Any virtue the proceedings may have had (and that would seem to be precious little) is sabotaged by the atrocious dubbing. It is possible to get by dubbing little known Italian players, although the young child does sound as if she's been voiced by a woman whose inhaled too much helium, but to dub Boris Karloff is beyond forgiveness. Especially when it's been done by someone doing a half-hearted impression of the great man.

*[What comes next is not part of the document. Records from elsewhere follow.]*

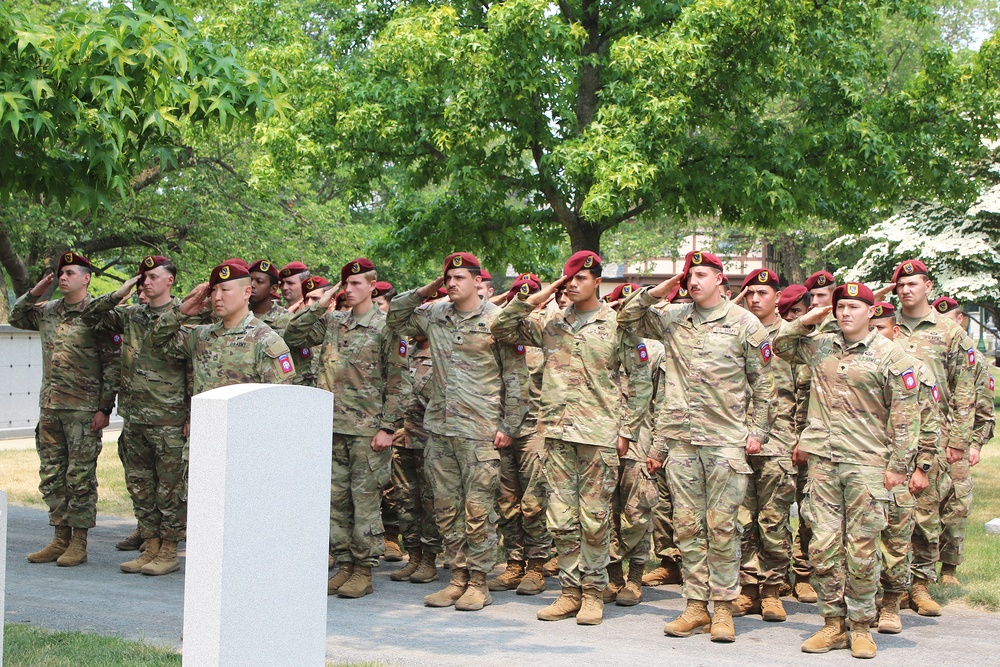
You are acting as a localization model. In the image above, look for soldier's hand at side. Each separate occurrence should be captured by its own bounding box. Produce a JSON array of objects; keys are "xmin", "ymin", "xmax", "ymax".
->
[
  {"xmin": 372, "ymin": 431, "xmax": 392, "ymax": 452},
  {"xmin": 649, "ymin": 273, "xmax": 684, "ymax": 299},
  {"xmin": 90, "ymin": 410, "xmax": 111, "ymax": 433},
  {"xmin": 798, "ymin": 306, "xmax": 833, "ymax": 327},
  {"xmin": 525, "ymin": 276, "xmax": 569, "ymax": 306},
  {"xmin": 646, "ymin": 456, "xmax": 663, "ymax": 475},
  {"xmin": 882, "ymin": 470, "xmax": 906, "ymax": 491},
  {"xmin": 493, "ymin": 431, "xmax": 514, "ymax": 449},
  {"xmin": 910, "ymin": 468, "xmax": 930, "ymax": 495},
  {"xmin": 31, "ymin": 271, "xmax": 56, "ymax": 296},
  {"xmin": 417, "ymin": 276, "xmax": 444, "ymax": 299}
]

Plot-wise things are pretty grim too with all the clichés of the genre being firmly present and correct. There's a mysterious criminal mastermind, a smoky nightclub, a femme fatale and the requisite number of obvious double-crosses, lack lustre car chases and terrible dialogue. `It's impossible to get anywhere with you,' the nightclub singer sighs from deep within her cleavage, `you're so cool you're always sure to maintain your equilibrium.'
Our hero' is an undercover treasury agent and I can't help thinking that he needs a few pointers in how to do the job. The first thing he does when he arrives on the scene is to visit police headquarters and go out on a launch accompanied by the local chief officers. All in broad daylight! Not surprisingly it doesn't take long for the local crooks to blow his cover, although they do fail to recognise him later on when he poses as a member of a rival syndicate from Genoa. Perhaps it was his brilliant disguise of taking off his suit!

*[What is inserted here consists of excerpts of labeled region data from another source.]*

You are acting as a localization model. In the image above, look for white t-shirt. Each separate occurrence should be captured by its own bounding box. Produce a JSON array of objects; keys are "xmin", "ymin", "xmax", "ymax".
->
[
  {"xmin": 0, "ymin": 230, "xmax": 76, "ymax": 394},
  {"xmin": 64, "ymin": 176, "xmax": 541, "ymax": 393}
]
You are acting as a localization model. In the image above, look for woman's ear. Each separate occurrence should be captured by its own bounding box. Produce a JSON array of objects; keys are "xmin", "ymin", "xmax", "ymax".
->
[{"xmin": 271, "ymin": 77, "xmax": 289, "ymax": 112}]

It's anybody's guess why Boris agreed to appear in this but perhaps roles were a little thin on the ground at this point in his career. On the other hand, it may simply have been that he fancied a free Italian holiday, which would also explain his presence in Sabaka' (1954), a similarly eccentric choice from around this time. That one was filmed entirely on location in India. Nice work if you can get it.
Finally special mention must be reserved for `International Stars Jeanette and Bob' who present the worst nightclub dance act ever committed to celluloid. Sometimes seeing is believing.
It took four years for this to get a release in the U.S. I wonder why?